- Education: University of Melbourne (B.S.), Murdoch Children's Research Institute (Ph.D.)
- Occupation: Geneticist
- Known for: Investigations of mitochondrial disease
- Awards: International Rising Talents, L'Oréal-UNESCO For Women in Science Awards

= Elena J. Tucker =

Australian geneticist

Elena Jane Tucker is an Australian geneticist and medical genomics researcher and a 2016 Rising Talent in the L'Oréal-UNESCO For Women in Science Awards.

== Biography ==
Tucker earned her B.S. at University of Melbourne in 2006. She earned her Ph.D. in medical genomics at the same university's Murdoch Children's Research Institute in 2011 focusing on using new approaches to genomics to improve the diagnosis and management of patients with mitochondrial disease. She continues to work there as a research fellow, investigating the molecular basis of disorders of sex development.

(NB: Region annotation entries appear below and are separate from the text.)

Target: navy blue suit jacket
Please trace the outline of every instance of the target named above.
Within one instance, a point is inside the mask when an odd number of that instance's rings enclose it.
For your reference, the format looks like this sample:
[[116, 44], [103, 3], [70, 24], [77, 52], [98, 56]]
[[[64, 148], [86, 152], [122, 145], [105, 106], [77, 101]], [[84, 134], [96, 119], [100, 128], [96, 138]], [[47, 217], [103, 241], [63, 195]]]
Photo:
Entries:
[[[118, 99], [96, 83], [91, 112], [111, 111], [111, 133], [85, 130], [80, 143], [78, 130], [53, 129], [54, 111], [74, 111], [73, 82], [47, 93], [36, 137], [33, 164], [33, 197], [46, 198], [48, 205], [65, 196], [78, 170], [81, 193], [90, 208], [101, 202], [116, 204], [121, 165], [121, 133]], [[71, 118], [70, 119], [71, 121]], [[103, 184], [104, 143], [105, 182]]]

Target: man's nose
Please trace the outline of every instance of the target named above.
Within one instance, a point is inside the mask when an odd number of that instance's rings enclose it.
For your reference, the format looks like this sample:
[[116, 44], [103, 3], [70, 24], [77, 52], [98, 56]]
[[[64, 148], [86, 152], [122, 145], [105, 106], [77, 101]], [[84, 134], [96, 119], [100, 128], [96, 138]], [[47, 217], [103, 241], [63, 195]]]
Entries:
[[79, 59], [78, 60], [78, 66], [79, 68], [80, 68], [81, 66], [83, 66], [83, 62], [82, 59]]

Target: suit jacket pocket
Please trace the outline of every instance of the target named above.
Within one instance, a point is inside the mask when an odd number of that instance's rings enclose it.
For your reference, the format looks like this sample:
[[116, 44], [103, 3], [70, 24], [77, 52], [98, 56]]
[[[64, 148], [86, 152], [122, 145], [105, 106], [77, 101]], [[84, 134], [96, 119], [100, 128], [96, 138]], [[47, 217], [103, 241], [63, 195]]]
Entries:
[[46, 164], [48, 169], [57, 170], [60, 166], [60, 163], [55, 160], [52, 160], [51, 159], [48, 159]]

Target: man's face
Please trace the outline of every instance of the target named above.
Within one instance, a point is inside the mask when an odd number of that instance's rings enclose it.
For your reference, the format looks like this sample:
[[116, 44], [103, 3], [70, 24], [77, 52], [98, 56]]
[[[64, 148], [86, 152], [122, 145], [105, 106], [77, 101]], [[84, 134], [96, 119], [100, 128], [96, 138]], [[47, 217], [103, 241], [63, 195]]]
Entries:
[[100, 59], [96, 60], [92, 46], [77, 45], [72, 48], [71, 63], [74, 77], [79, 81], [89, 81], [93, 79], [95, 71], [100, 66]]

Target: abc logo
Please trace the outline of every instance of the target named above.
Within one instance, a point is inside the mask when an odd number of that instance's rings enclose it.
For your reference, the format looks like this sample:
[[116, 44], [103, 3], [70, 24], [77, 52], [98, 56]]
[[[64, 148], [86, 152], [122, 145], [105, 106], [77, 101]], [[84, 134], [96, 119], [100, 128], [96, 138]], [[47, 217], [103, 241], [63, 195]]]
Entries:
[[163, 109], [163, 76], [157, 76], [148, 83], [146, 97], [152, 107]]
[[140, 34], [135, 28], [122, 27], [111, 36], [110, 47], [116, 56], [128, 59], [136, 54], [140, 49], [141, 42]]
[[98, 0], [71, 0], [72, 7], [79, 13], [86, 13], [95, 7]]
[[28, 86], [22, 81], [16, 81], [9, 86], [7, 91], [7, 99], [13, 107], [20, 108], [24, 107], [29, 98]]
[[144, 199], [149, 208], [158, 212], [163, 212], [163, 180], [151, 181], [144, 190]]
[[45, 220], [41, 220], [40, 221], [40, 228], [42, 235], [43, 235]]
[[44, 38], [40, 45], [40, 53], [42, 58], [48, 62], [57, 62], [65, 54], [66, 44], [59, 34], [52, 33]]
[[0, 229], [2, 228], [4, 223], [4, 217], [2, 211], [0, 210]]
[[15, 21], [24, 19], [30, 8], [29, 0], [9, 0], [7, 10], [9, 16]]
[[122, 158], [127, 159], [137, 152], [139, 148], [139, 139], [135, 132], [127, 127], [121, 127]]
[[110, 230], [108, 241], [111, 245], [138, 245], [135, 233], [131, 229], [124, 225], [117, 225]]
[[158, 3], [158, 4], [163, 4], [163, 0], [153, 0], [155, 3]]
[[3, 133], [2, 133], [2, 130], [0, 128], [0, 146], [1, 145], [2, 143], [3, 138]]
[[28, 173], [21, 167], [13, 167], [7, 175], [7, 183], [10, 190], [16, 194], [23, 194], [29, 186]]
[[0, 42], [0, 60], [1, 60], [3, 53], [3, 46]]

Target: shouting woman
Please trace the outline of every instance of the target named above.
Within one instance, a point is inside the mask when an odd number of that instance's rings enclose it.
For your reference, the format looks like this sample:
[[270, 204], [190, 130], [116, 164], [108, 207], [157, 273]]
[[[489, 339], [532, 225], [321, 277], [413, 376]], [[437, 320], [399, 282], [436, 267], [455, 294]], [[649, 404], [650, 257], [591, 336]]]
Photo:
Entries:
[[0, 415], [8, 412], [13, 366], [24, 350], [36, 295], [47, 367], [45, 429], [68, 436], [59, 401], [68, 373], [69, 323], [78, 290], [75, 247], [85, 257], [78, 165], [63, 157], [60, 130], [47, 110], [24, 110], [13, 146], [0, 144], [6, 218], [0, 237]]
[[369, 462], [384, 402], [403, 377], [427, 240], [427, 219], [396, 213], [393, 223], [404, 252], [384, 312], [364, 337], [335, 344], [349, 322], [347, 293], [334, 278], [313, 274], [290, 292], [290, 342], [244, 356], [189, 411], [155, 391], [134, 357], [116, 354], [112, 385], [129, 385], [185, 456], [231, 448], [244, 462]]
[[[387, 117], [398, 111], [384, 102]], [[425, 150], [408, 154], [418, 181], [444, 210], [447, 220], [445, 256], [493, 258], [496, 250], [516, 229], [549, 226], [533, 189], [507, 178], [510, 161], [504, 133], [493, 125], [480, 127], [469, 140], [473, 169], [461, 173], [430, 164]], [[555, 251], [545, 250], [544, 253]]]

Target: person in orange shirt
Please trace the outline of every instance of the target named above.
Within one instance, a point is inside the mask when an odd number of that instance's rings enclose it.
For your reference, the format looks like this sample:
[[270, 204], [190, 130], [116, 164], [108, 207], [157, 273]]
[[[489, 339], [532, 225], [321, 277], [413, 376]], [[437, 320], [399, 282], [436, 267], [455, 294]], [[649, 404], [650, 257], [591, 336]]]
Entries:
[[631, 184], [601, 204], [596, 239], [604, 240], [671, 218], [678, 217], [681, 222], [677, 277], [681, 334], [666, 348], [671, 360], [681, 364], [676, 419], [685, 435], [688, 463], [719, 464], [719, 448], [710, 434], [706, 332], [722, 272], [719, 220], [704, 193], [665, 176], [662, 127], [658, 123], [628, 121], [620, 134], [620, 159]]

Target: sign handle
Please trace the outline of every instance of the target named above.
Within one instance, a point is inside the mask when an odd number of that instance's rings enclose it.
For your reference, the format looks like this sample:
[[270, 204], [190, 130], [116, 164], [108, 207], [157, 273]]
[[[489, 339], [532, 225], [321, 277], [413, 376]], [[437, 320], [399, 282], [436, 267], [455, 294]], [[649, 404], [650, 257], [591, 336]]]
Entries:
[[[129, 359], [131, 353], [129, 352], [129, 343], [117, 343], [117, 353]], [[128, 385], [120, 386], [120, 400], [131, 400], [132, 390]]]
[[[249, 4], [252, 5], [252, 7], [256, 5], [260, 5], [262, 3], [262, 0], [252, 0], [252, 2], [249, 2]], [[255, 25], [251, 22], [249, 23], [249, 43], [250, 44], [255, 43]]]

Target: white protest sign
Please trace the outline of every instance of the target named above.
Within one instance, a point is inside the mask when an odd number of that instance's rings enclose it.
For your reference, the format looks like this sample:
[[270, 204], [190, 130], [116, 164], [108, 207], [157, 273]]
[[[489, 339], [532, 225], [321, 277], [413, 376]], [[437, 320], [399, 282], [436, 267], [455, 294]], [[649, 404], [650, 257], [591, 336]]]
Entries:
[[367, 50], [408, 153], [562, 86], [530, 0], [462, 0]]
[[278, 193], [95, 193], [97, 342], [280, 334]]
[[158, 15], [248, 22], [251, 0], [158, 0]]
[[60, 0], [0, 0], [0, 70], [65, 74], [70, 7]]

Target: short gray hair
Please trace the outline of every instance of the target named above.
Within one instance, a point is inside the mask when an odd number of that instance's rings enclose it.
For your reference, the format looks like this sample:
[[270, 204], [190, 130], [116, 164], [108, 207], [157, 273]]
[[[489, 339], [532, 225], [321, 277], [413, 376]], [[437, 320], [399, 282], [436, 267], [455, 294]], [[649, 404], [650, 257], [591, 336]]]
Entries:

Most recently, her position has been Honorary Fellow, Department of Paediatrics, University of Melbourne and she works in the Reproductive Development group, focusing on the genetics of ovarian dysfunction, in particular premature ovarian insufficiency.

Tucker investigates mitochondrial disease, which often results from mutations in genes and there are more than 100 different genes in which mutations can cause the disease. Earlier research could only look for gene mutations in one gene at a time to determine if it caused disease. Tucker's research has introduced new technology that can evaluate hundreds or thousands of genes at once, looking for new links between genes and disease allowing diagnosticians to deliver treatment to patients faster. She believes the same techniques can be adapted to provide diagnosis of other genetic conditions such as epilepsy and heart disease.

== Selected awards ==
- 2011, Kirby Travel Award, Human Genetic Society of Australasia
- 2012, Victorian Young Tall Poppy Science Award, Australian Institute of Policy and Science
- 2016, International Rising Talents, L'Oréal-UNESCO For Women in Science Awards
- 2021, Society for the Study of Reproduction (SSR): Rising Star Nomination

== Selected publications ==

- Tucker, E. J., Hershman, S. G., Köhrer, C., Belcher-Timme, C. A., Patel, J., Goldberger, O. A., ... & Mootha, V. K. (2011). Mutations in MTFMT underlie a human disorder of formylation causing impaired mitochondrial translation. Cell metabolism, 14(3), 428-434.
- Tucker, E. J., Wanschers, B. F., Szklarczyk, R., Mountford, H. S., Wijeyeratne, X. W., van den Brand, M. A., ... & Thorburn, D. R. (2013). Mutations in the UQCC1-interacting protein, UQCC2, cause human complex III deficiency associated with perturbed cytochrome b protein expression. PLoS genetics, 9(12), e1004034.
- Tucker, E. J., Grover, S. R., Bachelot, A., Touraine, P., & Sinclair, A. H. (2016). Premature ovarian insufficiency: new perspectives on genetic cause and phenotypic spectrum. Endocrine reviews, 37(6), 609-635.
- Tucker, E. J., Jaillard, S., Grover, S. R., van den Bergen, J., Robevska, G., Bell, K. M., ... & Sinclair, A. H. (2019). TP63‐truncating variants cause isolated premature ovarian insufficiency. Human Mutation, 40(7), 886-892.
- Tucker, E. J., Bell, K. M., Robevska, G., van den Bergen, J., Ayers, K. L., Listyasari, N., ... & Sinclair, A. H. (2022). Meiotic genes in premature ovarian insufficiency: variants in HROB and REC8 as likely genetic causes. European Journal of Human Genetics, 30(2), 219-228.